Review To Determine Whether Davis-Bacon Act Has an Inflationary Impact and Increases Costs on METRO Construction
HRD-81-10, Oct 2, 1980
Preliminary findings are presented of a review of the effect of the use of wage rates issued by the Department of Labor under the Davis-Bacon Act on the construction of the Washington Regional Rapid Rail Transit System (METRO). GAO conducted a wage rate survey in Montgomery County, Maryland, but did not survey areas of northern Virginia because Labor was conducting a wage survey there at the time. The Act requires that minimum wage rates, to be paid to employees on construction contracts of over $2,000, be stated for the various classes of laborers and mechanics. The minimum wage rates must be based on wages determined by the Secretary of Labor to be prevailing for the corresponding classes of laborers and mechanics employed on projects similar to the contract work in the locality in which the contract work is to be performed.
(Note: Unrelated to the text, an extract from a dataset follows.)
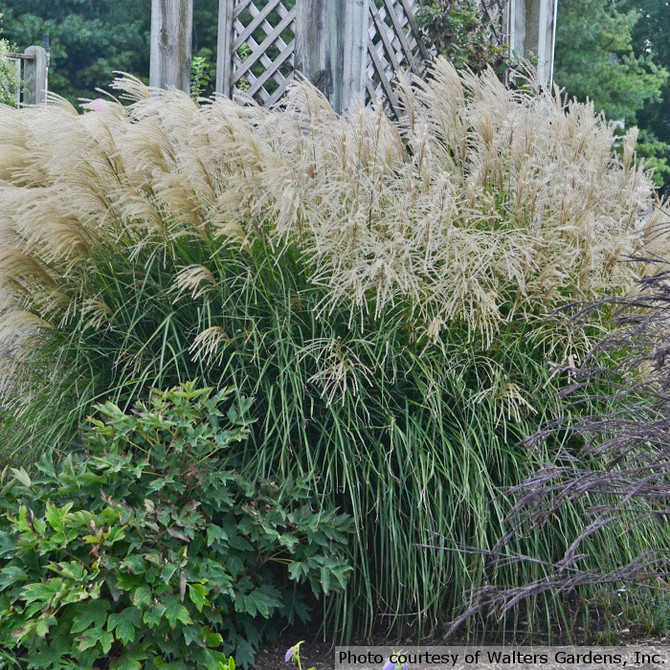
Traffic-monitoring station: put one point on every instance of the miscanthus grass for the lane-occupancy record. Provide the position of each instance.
(378, 287)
Most of the wage rates prevailing on private construction in Montgomery County for the 13 crafts surveyed are substantially lower than those required by Labor. Overall, the higher wage rates established by Labor resulted in significantly higher wage costs for the METRO construction contracts. Setting prevailing wages for METRO construction, as required by the Davis-Bacon Act, may increase the construction cost by about 6.8 percent, or about $149 million. GAO recognized that the wage rate difference found in Montgomery County may not be the same for all types of labor in all jurisdictions where METRO is being constructed, and that the proportion of labor provided by a particular craft classification may vary. However, it believes that the wage rates within the different Washington metropolitan area transit zones should be reasonably close to those in Montgomery County, and that its cost estimates are a useful indicator of the potential magnitude of the increased construction costs resulting from the Davis-Bacon wage determinations.